T’Challa resembles a hero we’ve seen time and time again, wrestling the burden of legacy. Does he toe the line laid down by the past or usher his nation into unchartered territory? That’s the key question for T’Challa as he comes of age in his own way. Beyond this, you can feel the MCU strings being pulled, preparing us for a world where the Black Panther is the world’s new Iron Man but we’ll probably get into all that in later films. Despite dominating the screen time, T’Challa seems side-lined, be it in the more dramatic moments, by the likes of Killmonger, or during the action, by Okoye. The film is better for this, much like the passiveness of Batman was great for ‘The Dark Knight’, as Boseman manages to exude a subtle charisma that sets him apart from most MCU heroes.

By the end of ‘Black Panther’, one of the most important things Coogler does is strip Wakana of the utopia status some assign to it. Wakanda is like any other country, shrouded in grey with a foundation of deceit and violence, marred by infighting, bigotry, ethnic divides and power struggles. Wakanda, like the rest of the world, has to deal with growing pains and, like the rest of the world, needs hope.

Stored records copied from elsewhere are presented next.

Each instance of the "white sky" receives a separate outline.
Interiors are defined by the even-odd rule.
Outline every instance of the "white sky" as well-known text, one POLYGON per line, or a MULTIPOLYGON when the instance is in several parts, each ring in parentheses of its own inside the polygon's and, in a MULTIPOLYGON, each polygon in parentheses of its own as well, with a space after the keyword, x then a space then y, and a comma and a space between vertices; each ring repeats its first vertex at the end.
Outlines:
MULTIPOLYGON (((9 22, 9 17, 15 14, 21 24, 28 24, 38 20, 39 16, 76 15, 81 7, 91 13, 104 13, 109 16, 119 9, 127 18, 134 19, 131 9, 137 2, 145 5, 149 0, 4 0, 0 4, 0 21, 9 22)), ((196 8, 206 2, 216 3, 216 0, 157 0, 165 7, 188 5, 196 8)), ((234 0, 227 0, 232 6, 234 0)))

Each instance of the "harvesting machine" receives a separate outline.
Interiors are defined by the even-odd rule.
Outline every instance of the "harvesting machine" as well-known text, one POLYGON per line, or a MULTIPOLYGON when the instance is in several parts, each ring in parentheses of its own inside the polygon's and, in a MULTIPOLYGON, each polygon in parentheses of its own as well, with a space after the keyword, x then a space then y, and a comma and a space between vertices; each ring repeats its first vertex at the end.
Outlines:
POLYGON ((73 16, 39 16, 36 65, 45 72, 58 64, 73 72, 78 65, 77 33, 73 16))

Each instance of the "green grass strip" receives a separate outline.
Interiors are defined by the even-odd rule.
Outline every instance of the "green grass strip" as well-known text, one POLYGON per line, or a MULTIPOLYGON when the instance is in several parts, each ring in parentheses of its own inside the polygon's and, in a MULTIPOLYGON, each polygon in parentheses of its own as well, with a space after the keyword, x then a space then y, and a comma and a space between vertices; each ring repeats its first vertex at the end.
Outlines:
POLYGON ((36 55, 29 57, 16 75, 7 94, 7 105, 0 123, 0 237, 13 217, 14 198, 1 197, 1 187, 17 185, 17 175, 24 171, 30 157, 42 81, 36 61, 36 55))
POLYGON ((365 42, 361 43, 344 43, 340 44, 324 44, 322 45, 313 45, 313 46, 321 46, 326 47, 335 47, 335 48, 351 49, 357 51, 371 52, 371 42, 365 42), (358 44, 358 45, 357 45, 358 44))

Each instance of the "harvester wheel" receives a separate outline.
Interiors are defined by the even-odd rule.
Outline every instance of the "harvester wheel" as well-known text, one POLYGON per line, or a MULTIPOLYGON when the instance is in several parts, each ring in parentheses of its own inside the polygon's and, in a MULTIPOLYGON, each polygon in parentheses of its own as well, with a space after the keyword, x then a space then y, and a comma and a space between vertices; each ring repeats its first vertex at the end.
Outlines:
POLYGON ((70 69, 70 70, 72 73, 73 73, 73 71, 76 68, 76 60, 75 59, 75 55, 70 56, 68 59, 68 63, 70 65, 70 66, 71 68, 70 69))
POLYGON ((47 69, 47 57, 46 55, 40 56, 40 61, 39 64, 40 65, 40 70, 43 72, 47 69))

Coogler is telling a very personal story and at times, it feels wasted on a narrative with roots in a comic book. I would like to see the idea of Killmonger play out in the real world, where the angle isn’t to get weapons and tech to start a global rebellion because, spoiler alert, no real African country has Wakanda’s limitless potential. Unlike the way the gritty world of Batman lends itself to a malleable interpretation by Chris Nolan in ‘The Dark Knight’, the constraints of ‘Black Panther’ canon keep Coogler from exceeding expectations. No matter how great the action gets, we know it will be weighed down by superfluous CGI and the tone never elevates to the levels of tragedy needed to truly immerse.

Coogler will definitely get to flex his auteur muscles and fully realise these ideas again, God willing. But he has delivered a blockbuster like no other: a wondrous novelty visually, politically charged and imbued with a tantalising Afrocentric flair.

delalibessa@yahoo.com

4 thoughts on “BLACK PANTHER – Coogler’s tragic longing for the Black American utopia

  1. Agree 100% with you on this one. Except where you think the movie’s comic book origins tones down the depth and impact of the powerful storytelling. You’re such a DC head.

  2. Delali! Just admit you are a marvel troll. I saw what you did there. The movie was so good you had bring Nolan’s Batman for help. Not fair as the dark knight trilogy does not really fit the typical super hero film genre. Marvel just owned DC in a niche they were trying very hard to carve.